Menschen beginnen kosmopolitisch zu agieren, anstatt nationalistische Fehden auszutragen. Natürlich, es gibt immer noch Kriege und zwischenstaatliche Konflikte auf unserer Welt, aber wenn diese erst einmal verdrängt und hinter uns gelassen sind, wird die Welt neu erwachen und ein “Wir”-Gefühl für die gesamte Menschheit aufbauen.

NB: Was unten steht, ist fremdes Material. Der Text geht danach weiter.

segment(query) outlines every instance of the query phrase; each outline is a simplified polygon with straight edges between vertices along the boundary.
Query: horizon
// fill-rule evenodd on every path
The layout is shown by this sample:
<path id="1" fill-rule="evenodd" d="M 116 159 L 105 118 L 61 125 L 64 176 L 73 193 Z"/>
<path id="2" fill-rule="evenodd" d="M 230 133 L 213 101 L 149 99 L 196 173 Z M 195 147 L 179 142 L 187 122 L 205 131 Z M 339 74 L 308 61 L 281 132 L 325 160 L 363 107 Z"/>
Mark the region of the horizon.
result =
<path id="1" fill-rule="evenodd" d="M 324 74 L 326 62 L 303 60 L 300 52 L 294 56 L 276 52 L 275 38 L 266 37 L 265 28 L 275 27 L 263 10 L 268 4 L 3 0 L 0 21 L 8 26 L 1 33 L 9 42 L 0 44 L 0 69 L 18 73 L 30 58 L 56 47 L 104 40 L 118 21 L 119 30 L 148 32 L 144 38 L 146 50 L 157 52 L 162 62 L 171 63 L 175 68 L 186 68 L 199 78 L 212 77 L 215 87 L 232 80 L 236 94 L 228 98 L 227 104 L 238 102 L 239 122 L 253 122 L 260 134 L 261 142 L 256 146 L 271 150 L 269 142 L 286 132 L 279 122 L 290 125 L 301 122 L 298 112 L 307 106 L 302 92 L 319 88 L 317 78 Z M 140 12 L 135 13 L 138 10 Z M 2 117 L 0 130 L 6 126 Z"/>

Soweit so gut. Was aber wird nun alles verändern? Natürlich, Naturkatastrophen wie Meteoriteneinschläge, große Vulkanausbrüche, ein neuer “Kalter Krieg” oder eine Virus-Epidemie können uns verändern. Doch ich denke eher an etwas anderes: Die Vernetzung der gesamten Menschheit zu einem höheren Wesen.

Wir müssen uns darauf einstellen, dass “Leben” in naher Zukunft nicht mehr in unsere heutigen Schemen, etwa Atmen oder Stoffwechsel, passt. Mit der Entwicklung von künstlicher Intelligenz und Maschinen, die menschliche Intelligenz haben, werden die alten Kennzeichen des Lebens obsolet.

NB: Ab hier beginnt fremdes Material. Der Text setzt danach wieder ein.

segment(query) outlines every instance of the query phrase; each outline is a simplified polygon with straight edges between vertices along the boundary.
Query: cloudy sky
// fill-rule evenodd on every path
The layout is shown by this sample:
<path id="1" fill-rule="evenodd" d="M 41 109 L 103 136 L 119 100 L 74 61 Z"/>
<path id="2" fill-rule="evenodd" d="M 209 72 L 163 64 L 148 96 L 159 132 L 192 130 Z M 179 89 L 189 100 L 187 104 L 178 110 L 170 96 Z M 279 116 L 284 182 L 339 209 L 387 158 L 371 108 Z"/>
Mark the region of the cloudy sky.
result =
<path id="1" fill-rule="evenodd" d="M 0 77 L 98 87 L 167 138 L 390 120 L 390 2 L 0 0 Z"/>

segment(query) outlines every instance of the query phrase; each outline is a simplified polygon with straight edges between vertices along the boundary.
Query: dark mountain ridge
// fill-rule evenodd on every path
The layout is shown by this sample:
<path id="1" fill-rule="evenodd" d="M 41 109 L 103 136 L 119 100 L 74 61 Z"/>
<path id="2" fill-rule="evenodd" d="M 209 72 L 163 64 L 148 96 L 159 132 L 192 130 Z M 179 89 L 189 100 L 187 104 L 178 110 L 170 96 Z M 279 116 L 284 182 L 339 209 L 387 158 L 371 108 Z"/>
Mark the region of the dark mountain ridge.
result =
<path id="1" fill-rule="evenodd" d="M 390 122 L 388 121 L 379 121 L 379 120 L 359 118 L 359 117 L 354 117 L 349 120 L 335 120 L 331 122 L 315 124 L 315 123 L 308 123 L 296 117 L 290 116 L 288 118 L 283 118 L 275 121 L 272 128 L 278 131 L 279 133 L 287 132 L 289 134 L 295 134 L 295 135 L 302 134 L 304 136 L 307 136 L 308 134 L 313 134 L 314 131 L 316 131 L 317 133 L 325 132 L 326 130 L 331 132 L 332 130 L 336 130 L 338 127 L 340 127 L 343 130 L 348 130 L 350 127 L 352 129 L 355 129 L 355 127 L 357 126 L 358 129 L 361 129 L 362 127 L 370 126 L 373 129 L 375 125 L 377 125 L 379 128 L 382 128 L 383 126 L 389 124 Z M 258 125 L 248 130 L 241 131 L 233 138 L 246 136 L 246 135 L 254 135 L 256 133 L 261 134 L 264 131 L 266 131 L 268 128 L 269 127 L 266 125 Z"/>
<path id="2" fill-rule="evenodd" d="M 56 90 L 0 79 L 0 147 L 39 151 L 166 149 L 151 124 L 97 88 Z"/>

So wird es auch bei der Idee der Menschheitsvernetzung sein. So wie die Vielzeller — darunter wir Menschen — sich vor mehr als zwei Milliarden Jahren aus Einzellern entwickelten, wird diese Menschheitsvernetzung eine Entwicklung aus vielen Vielzellern (Menschen) sein. Das Buch “Die Weisheit der Vielen” hat gezeigt, dass eine Masse klüger ist als ihr klügstes Individuum.

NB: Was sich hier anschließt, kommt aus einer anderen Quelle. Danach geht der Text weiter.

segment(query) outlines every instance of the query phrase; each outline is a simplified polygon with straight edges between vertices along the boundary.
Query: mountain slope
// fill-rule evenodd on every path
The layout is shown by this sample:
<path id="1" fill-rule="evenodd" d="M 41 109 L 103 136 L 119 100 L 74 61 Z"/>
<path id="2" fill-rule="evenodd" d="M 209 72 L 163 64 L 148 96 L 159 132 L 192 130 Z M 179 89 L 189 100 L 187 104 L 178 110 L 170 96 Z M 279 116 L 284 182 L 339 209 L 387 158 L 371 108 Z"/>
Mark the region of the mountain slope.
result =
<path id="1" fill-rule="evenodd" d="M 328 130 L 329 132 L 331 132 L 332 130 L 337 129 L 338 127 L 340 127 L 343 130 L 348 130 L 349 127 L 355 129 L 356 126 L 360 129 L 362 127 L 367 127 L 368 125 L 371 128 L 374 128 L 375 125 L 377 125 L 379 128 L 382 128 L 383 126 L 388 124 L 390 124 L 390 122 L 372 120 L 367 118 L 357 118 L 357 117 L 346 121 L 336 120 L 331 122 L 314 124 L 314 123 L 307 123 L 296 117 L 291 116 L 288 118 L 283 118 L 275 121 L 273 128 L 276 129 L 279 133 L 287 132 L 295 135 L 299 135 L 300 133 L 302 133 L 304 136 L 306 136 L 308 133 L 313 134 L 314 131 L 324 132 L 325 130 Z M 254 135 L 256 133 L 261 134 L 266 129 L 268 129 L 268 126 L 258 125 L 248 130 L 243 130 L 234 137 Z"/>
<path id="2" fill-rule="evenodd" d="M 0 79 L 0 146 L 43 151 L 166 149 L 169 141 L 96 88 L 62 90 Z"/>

Die “klassischen” Vielzeller unterscheiden sich von Einzellern durch einen gemeinsamen Stoffwechsel, durch eine Aufgabenteilung und durch die Ausbildung von Geweben. Diese vernetzte Menschheit unterscheidet sich von den einzelnen Individuen durch ihren globalen Markt (sie handelt global -> Globalisierung), die weiltweite Aufgabenteilung (die wir gerade erst im Anfangsstadium an der Jobabwanderung in Richtung von Billiglohnländern sehen) und an einer globalen Infrastruktur (etwa internatiomale Flughäfen oder internationaler Gütertransport).

Doch dadurch werden wir nicht unsere eigene Identität verlieren, die uns zum Menschen macht. Wir werden so weiterleben wie bisher. Jeder hat weiterhin seine Aufgabe, doch es wird ein höheres Ziel geben. Ist dies der Anfang einer neuen Entwicklungs- oder Evolutionsstufe?